Robin - Yeah, exactly. So the question is, can the more actually be recognised, so as the cell goes through division, you have to deposit or assemble, make new spools on the new DNA, and can you copy the marks from the pre-existing spools that were there so that they take on the same state?
Kat - And can you? This is the big question, isn't it?
Robin - So, this is the big question. So recently, what we've been able to do in a model organism, fission yeast, we have tested this in a very simple way where we artificially bring the enzymes - so that's the proteins with an activity that puts a certain chemical mark which is called lysine9 methylation on a specific part of one of the histones in the spool - what we were doing is we artificially bring it somewhere and then we're able to get rid of it. Then when we get rid of it, the question is, can it be copied? In normal cells - so wild type cells - it cannot be copied. But then we ask, "Can we make it be copied?" what we did was we took away an opposing activity that removes that mark. When we take it away, now we see that it can be copied. Not only is it copied for one cell to two daughter cells, we can see it being copied for many cell divisions and we're going to also see it go through the process of meiosis.
Kat - That's kind of yeast babies?
Robin - Yes, yeast babies.
Kat - Well, it sounds to me like there's a lot of molecules that are putting these marks on, taking them off. There's this balance between the copying and the removing, all these kind of things. It feels like a very complicated field. Where do you think the really big questions are, the things that really need to be sorted out?
Robin - Well, so one of the things that people are trying to figure out is, whether these modifications are instructive in the sense of responding to environmental differences or pressures for example in a plant temperature or geographical location. In us, in people, you could say whether you've got high fat diet or a low fat diet. That's a very active and hot area at the moment where people are trying to see, is there an underlying contribution of these type of events - for example, there's lots of studies that show that diet can influence traits in children but then the question becomes is that just because they were developing in the womb of a mother who had a bad diet or smoking too much, or whatever, so environmental effects. So, the real test is whether it can be transmitted via the father through his sperm because of his bad habits. What we found at this meeting actually is that there seems to be some interesting things happening in that area and I think that's a big hot topic for the future.

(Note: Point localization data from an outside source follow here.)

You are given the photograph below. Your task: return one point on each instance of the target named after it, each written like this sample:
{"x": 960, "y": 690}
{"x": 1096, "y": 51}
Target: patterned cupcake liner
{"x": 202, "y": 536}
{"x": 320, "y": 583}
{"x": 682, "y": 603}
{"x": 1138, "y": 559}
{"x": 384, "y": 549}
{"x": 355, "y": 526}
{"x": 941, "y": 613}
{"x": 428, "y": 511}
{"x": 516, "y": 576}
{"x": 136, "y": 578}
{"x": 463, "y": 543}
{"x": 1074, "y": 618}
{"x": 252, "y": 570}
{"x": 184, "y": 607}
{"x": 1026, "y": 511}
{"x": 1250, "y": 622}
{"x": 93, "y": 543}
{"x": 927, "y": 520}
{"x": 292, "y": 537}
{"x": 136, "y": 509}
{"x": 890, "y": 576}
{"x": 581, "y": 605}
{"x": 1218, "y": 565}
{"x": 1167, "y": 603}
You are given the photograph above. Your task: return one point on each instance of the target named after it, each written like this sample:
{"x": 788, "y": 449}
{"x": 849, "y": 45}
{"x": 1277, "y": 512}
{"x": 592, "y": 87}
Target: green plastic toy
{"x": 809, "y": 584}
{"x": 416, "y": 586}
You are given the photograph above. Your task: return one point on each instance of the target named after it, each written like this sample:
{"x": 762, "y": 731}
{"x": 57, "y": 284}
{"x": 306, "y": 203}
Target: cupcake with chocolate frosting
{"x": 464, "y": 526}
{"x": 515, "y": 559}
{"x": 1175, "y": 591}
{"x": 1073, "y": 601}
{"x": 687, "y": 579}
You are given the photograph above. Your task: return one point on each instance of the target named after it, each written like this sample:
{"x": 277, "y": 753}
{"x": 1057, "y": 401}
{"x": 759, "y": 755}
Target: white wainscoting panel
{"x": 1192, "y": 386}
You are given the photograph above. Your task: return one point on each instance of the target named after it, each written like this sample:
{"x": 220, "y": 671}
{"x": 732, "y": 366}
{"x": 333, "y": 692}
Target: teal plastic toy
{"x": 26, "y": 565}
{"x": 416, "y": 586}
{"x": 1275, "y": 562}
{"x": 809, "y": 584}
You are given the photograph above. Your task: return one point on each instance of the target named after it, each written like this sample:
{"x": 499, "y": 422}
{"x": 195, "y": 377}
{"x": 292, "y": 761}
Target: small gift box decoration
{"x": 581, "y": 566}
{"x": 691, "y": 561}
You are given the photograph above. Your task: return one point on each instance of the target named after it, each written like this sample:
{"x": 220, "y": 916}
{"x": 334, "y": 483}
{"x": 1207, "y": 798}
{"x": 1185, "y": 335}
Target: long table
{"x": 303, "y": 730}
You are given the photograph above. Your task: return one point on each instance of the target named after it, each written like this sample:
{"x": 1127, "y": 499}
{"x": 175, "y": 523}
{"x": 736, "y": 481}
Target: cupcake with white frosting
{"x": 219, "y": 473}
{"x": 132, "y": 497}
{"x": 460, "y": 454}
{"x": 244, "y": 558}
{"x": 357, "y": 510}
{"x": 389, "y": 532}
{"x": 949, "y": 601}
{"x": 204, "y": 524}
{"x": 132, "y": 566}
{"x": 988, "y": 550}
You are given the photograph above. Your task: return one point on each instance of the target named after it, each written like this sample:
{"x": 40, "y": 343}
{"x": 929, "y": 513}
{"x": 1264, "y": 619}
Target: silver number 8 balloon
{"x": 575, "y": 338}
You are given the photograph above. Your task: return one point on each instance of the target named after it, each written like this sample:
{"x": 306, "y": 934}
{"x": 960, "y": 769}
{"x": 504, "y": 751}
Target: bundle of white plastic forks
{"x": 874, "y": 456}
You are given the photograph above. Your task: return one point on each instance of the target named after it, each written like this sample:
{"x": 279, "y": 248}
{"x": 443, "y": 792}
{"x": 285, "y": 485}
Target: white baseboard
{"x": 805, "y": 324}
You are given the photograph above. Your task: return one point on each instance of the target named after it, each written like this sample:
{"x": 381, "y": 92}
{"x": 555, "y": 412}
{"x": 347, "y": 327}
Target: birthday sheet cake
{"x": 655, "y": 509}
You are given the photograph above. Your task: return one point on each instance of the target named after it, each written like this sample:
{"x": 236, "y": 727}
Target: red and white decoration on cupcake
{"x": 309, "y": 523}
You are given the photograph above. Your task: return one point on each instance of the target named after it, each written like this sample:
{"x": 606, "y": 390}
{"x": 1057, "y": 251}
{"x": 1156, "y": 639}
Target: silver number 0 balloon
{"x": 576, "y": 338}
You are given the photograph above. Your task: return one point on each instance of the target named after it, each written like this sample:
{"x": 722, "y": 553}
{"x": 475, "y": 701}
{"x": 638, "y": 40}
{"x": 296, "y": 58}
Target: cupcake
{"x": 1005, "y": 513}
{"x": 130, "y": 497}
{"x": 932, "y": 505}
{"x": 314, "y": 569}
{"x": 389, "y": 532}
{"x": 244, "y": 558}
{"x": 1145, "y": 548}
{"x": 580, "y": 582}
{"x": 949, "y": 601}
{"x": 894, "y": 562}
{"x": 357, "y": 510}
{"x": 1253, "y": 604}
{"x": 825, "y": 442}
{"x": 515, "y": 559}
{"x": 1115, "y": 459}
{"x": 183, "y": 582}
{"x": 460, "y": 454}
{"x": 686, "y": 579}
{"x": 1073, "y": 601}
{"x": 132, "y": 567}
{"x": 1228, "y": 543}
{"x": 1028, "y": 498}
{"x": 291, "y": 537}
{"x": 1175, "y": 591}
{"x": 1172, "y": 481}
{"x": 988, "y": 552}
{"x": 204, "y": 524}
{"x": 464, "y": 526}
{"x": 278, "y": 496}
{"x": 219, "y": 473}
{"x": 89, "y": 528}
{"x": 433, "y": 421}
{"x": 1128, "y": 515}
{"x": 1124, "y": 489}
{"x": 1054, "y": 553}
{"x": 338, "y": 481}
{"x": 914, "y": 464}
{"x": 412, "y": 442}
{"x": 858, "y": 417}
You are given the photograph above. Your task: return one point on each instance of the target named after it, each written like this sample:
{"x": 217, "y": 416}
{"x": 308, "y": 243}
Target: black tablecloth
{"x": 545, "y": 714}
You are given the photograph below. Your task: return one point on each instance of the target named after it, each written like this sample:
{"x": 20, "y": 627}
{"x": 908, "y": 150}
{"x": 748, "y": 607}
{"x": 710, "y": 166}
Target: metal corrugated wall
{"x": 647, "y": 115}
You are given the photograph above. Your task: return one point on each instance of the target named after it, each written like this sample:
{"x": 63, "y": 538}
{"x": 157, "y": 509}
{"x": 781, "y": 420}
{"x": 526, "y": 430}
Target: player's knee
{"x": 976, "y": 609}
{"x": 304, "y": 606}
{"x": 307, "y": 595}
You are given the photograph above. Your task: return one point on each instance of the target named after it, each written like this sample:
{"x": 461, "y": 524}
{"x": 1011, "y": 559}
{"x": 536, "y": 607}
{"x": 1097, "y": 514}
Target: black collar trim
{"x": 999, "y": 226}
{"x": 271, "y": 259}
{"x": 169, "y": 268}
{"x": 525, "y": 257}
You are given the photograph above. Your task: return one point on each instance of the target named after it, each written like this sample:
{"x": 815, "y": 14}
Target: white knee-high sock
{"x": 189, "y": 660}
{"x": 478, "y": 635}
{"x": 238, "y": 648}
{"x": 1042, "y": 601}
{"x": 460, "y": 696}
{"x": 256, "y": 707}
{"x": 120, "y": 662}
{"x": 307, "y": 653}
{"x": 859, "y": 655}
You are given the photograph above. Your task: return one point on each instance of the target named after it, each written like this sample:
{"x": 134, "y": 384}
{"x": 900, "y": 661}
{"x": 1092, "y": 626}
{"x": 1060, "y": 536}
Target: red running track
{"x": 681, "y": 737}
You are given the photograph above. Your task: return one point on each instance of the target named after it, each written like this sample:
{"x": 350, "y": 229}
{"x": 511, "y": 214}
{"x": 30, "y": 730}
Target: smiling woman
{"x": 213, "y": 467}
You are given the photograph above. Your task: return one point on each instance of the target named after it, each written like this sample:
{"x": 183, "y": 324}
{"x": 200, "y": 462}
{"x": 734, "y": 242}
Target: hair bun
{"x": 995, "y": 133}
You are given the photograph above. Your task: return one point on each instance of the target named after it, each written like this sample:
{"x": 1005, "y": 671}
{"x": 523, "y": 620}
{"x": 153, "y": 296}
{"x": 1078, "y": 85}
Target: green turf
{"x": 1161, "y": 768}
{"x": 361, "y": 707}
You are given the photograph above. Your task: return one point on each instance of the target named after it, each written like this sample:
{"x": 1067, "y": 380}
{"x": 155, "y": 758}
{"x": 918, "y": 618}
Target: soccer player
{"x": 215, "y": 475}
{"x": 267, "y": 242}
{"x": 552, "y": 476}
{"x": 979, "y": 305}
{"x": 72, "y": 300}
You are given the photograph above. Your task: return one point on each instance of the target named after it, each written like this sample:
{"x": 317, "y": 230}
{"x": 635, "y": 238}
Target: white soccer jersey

Kat - What's it like to be part of this now?
Robin - It's exciting and there's various controversies that need to be sorted out but that just adds to it - scientists are naturally questioning both in terms of asking how something works but also questioning whether the way we think things work is actually the way they do work. And we're all the time tearing down the models that we create. That makes it exciting because we're still trying to figure out things. It hasn't gone stale. There's a lot of things to find out yet.
Kat - That was Robin Allshire, from the University of Edinburgh.